Saturday, September 27, 2008

Campaign Droppings -- XIV

Grandfather Clock Cleaner

Like everyone else, I make snap judgments, and after the first presidential debate last night, I judged John McCain to have cleaned Barack Obama’s clock.

In style, of course, not on substance. And I take note that the general view from pundits and pollsters at this moment is that I am wrong, of course; that Obama won by appearing to belong in the game and by keeping his cool.

The reason I believe McCain won was, first, that he showed up after throwing a midweek tantrum. Second, he carried the attack, spoke in sound bites and seemed assured of himself, whereas Obama who thinks before he speaks, seemed hesitant. McCain is pugnacious and dishonest to the bone, which serves one well in politics. As right-wing doyenne Peggy Noonan said the other day, McCain is always leaning forward on the balls of his feet making every day “talk like a pilot day.” Third, he had a clear – if wrong – answer for everything, personalizing his attacks against Obama as a well-meaning simpleton.

Oddly, I thought each candidate was stronger on the other one’s turf – McCain offering politically saleable laissez faire economic answers and Obama cogently attacking McCain and fending off attacks on foreign policy issues.

But all McCain is capable of doing is making up stories, talking about being a veteran, dropping names of foreign leaders (while getting one of them wrong), dropping names of places he has visited (as if Einstein was naïve because he never visited the space-time continuum) and, like fabulist Ronald Reagan, inventing myths about things the facts refute.

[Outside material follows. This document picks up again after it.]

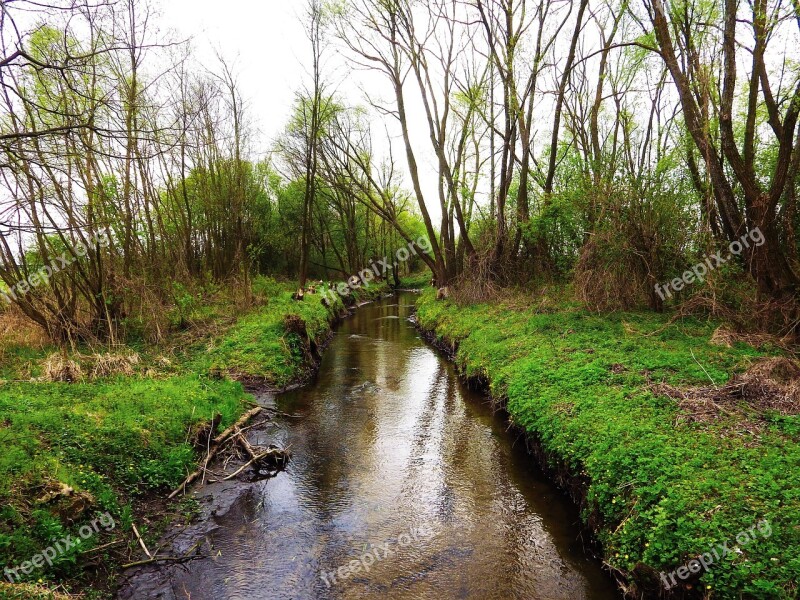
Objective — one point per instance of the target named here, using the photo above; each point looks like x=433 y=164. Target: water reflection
x=390 y=442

Just three of McCain’s lies or misstatements:


When asked how he would adjust his plans in view of the financial crisis, he said, “How about a spending freeze on everything but defense, veteran affairs and entitlement programs?” Good political answer. But utterly misleading. He just excluded 82 percent of the entire budget. So the only things that would be cut would be science, education, bridge repairs, disaster relief and foreign aid, for example.

He called D-Day “the greatest invasion in history, still to this day, and forever.” That he would be so ignorant about something that occurred in his lifetime is not reassuring about his supposed military expertise. There were a total of 326,000 allied troops landing at Normandy. Three years earlier, the Germans invaded the Soviet Union with an army of 4.5 million.

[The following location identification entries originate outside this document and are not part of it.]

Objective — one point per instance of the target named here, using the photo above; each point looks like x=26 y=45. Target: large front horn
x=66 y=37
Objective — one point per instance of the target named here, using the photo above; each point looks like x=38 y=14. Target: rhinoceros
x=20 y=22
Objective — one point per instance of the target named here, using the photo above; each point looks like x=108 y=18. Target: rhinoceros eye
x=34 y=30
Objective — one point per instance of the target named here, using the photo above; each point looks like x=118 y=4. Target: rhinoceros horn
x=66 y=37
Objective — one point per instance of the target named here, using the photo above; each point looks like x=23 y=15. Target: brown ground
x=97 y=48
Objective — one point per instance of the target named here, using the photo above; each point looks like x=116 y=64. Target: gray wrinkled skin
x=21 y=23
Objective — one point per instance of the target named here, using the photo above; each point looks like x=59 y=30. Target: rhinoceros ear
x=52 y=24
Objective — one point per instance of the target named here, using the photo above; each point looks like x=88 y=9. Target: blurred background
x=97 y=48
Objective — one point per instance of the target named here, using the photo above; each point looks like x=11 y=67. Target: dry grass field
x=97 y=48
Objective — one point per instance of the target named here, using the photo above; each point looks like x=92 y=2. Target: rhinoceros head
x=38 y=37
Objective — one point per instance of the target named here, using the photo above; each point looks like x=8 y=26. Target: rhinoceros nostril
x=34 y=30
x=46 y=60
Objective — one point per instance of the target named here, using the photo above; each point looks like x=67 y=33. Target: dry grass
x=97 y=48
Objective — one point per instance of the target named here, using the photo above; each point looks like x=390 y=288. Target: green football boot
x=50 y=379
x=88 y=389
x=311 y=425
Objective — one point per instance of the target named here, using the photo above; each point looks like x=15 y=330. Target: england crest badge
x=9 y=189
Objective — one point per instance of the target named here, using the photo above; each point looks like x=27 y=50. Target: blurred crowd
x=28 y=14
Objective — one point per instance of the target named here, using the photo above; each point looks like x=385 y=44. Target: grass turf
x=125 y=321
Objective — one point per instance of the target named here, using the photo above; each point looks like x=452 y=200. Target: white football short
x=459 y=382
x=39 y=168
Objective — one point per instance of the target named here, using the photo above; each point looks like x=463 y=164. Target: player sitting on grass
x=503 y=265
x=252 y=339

Despite the vast historical and dramatic literature about D-Day, McCain was flat wrong when he said Eisenhower wrote two letters the night before D-Day, one of them congratulating the troops for their success, “And he wrote out another letter, and that was a letter of resignation from the United States Army for the failure of the landings at Normandy.” Eisenhower never offered to resign.


You VILL Bail Dem Aus!!

Thanks to Bill Maher for noting that the guy who is going to save us from financial ruin, Treasury Secretary Henry Paulson, ought not to look like Col. Klink.



1 comment:

  1. Fits. Paulson was an underling to Nixon's chief Nazi, John Ehrlichman.